Cost of living: UK inflation hits new 40-year high of 9.1 percent as food and energy price surge persists

Soaring food prices pushed British consumer price inflation to a 40-year high of 9.1 percent last month, the highest rate out of the Group of Seven countries and one which underlines the severity of the country's cost-of-living crunch.

The reading was up from 9.0 percent in April and matched the consensus of a Reuters poll of economists. Records from the Office for National Statistics show May's inflation was the highest since March 1982 - and worse is likely to come.

Sterling, one of the weakest currencies against the U.S. dollar this year, fell below $1.22, down 0.6 percent on the day, before later recovering.

Some investors judge Britain to be at risk of both persistently high inflation and recession, reflecting its large imported energy bill and ongoing Brexit-related friction which could further hurt trade ties with the European Union.

"With the economic outlook so unclear, no one knows how high inflation could go, and how long it will continue for - making fiscal and monetary policy judgements particularly tough," said Jack Leslie, senior economist at the Resolution Foundation think tank.
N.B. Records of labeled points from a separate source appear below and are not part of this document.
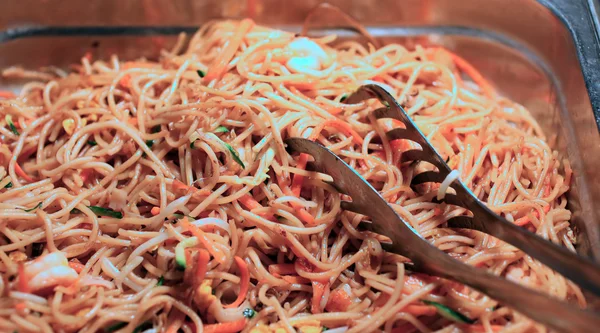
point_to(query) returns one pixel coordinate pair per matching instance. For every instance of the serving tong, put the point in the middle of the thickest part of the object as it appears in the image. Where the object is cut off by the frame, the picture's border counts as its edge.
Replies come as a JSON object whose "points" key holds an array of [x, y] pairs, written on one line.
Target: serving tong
{"points": [[425, 257]]}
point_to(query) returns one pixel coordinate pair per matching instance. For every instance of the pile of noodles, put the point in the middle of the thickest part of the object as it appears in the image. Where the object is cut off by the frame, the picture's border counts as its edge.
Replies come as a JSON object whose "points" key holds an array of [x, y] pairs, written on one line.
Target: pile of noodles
{"points": [[148, 142]]}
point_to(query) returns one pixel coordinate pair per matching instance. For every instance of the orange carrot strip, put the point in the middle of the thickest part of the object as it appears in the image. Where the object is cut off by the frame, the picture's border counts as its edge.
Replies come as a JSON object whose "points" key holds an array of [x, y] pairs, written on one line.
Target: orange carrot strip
{"points": [[339, 301], [250, 203], [202, 268], [318, 292], [295, 279], [137, 64], [77, 266], [227, 54], [299, 179], [345, 128], [23, 284], [176, 323], [7, 94], [480, 328], [244, 282], [22, 173], [471, 71], [526, 219], [155, 211], [20, 307], [303, 214], [282, 269], [125, 81], [232, 327]]}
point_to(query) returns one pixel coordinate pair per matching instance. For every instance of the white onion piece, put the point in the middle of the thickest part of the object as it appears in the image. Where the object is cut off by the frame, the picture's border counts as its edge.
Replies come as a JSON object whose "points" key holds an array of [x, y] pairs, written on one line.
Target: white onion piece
{"points": [[342, 329], [227, 315], [382, 85], [452, 176], [213, 221]]}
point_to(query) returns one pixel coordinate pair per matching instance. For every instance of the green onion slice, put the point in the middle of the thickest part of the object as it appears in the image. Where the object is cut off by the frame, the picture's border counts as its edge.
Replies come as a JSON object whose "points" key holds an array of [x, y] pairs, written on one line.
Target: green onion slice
{"points": [[450, 314], [101, 211], [11, 125]]}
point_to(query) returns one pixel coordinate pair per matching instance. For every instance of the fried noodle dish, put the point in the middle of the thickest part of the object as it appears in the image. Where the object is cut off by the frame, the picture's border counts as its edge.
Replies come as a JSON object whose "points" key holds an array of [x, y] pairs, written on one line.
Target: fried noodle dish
{"points": [[158, 196]]}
Earlier on Wednesday (local time) the Resolution Foundation said the cost-of-living hit for households was being compounded by Brexit, with damaging long-term implications for productivity and wages. 
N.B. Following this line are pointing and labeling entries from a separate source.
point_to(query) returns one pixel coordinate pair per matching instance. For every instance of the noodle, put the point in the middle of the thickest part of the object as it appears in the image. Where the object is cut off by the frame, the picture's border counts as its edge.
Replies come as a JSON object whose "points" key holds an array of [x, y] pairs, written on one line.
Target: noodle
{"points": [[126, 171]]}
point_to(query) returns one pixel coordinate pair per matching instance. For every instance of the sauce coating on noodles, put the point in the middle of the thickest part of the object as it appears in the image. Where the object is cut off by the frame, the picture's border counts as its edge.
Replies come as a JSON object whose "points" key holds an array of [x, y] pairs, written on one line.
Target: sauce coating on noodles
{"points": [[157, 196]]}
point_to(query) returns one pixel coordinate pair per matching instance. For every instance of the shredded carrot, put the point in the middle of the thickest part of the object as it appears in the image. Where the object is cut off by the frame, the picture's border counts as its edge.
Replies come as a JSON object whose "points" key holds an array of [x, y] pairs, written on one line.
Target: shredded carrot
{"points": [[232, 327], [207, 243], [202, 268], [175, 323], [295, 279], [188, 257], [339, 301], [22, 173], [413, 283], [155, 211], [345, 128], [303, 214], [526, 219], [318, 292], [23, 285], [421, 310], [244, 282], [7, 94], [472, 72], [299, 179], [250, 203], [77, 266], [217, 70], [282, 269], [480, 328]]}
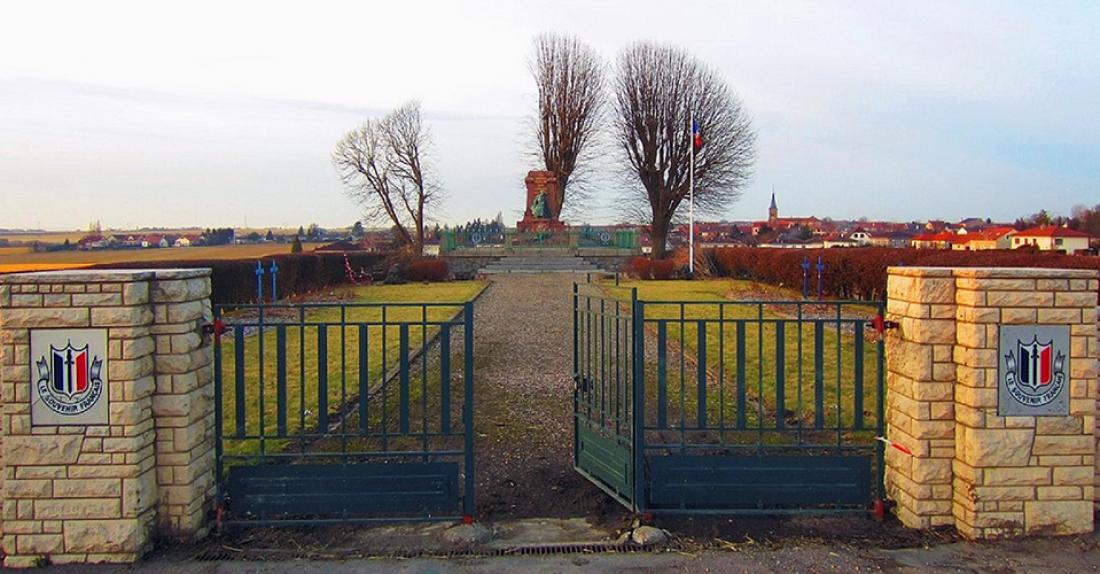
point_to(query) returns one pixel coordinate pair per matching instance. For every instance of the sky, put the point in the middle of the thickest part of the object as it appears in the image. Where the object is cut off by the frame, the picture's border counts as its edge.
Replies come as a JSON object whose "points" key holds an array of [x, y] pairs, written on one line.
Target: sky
{"points": [[226, 113]]}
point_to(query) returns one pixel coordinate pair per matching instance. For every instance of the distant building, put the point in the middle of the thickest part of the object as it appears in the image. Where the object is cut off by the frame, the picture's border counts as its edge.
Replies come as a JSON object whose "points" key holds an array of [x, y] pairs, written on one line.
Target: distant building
{"points": [[987, 239], [1052, 238]]}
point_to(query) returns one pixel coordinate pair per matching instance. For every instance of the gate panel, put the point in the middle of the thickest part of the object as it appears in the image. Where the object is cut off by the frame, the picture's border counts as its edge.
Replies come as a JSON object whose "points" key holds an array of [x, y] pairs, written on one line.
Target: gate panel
{"points": [[715, 483], [603, 393], [344, 412]]}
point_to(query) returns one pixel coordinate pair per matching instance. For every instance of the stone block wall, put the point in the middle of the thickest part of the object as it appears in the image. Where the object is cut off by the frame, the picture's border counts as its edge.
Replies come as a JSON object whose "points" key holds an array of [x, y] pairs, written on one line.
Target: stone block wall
{"points": [[97, 493], [987, 474]]}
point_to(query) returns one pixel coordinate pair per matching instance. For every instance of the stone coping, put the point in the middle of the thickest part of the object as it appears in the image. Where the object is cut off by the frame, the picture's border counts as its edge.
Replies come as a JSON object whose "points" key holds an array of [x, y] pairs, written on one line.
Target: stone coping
{"points": [[535, 252], [102, 275], [1015, 273]]}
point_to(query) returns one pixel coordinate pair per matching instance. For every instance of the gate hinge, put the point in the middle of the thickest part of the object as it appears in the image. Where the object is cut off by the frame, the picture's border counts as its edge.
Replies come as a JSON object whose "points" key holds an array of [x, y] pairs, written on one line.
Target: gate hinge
{"points": [[881, 324], [216, 328]]}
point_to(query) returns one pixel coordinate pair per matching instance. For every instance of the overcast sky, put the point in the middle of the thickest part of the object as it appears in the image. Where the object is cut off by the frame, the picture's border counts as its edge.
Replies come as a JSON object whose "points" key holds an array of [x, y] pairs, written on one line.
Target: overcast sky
{"points": [[224, 113]]}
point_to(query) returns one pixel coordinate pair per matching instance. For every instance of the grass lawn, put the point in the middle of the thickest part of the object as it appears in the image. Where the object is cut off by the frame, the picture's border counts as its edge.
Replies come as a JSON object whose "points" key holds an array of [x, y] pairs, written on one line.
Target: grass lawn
{"points": [[824, 396], [341, 328]]}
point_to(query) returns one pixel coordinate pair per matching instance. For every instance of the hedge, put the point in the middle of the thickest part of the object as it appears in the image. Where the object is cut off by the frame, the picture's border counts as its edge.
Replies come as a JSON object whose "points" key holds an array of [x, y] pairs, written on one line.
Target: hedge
{"points": [[860, 273], [234, 280]]}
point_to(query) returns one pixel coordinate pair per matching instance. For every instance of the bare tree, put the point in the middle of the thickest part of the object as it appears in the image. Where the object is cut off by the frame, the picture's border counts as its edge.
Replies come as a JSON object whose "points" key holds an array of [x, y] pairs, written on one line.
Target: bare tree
{"points": [[570, 79], [382, 164], [656, 90]]}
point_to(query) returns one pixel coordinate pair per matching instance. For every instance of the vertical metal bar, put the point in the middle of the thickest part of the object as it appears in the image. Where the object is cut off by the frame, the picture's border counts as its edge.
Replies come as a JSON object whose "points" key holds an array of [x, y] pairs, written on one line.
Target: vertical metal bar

Average pay is not keeping up with inflation and trade unions have warned of widespread strikes in the coming months. Railway staff have already staged mass walkouts this week. 

Britain's headline inflation rate in May was higher than in the United States, France, Germany and Italy. While Japan and Canada have yet to report consumer price data for May, neither are likely to come close.

The Bank of England said last week that inflation was likely to remain above 9 percent over the coming months before peaking at slightly above 11 percent in October, when regulated household energy bills are due to rise again.

Financial markets show interest rates in Britain are on course to rise above 3 percent around the turn of the year from 1.25 percent now, although most economists think waning economic growth means the BoE will raise rates by less than that.

Finance minister Rishi Sunak said after the data that the British government was doing all it could to combat a surge in prices and the central bank would act "forcefully" to contain inflation. 

CORE ISSUE

Prices for food and non-alcoholic drinks rose by 8.7 percent in annual terms in May - the biggest jump since March 2009 and making this category the biggest driver of annual inflation last month.

Annual core inflation - which strips out food and energy prices to give an idea of domestically generated cost pressure - fell for the first time since September to 5.9 percent from 6.2 percent, a lower-than-expected reading.

"The Bank of England may indeed gain some hope from the fact that core price pressures are subsiding (but) we doubt this ... will be enough to avert further rate rises in the coming months," said Sandra Horsfield, an economist from Investec.

Overall consumer prices rose by 0.7 percent in monthly terms in May, the ONS said, a little more than the 0.6 percent consensus.

Costs paid by British factories for materials and energy - a key determinant of prices later paid by consumers in shops - were 22.1 percent higher in May than a year earlier, the biggest increase since these records began in 1985, the ONS said.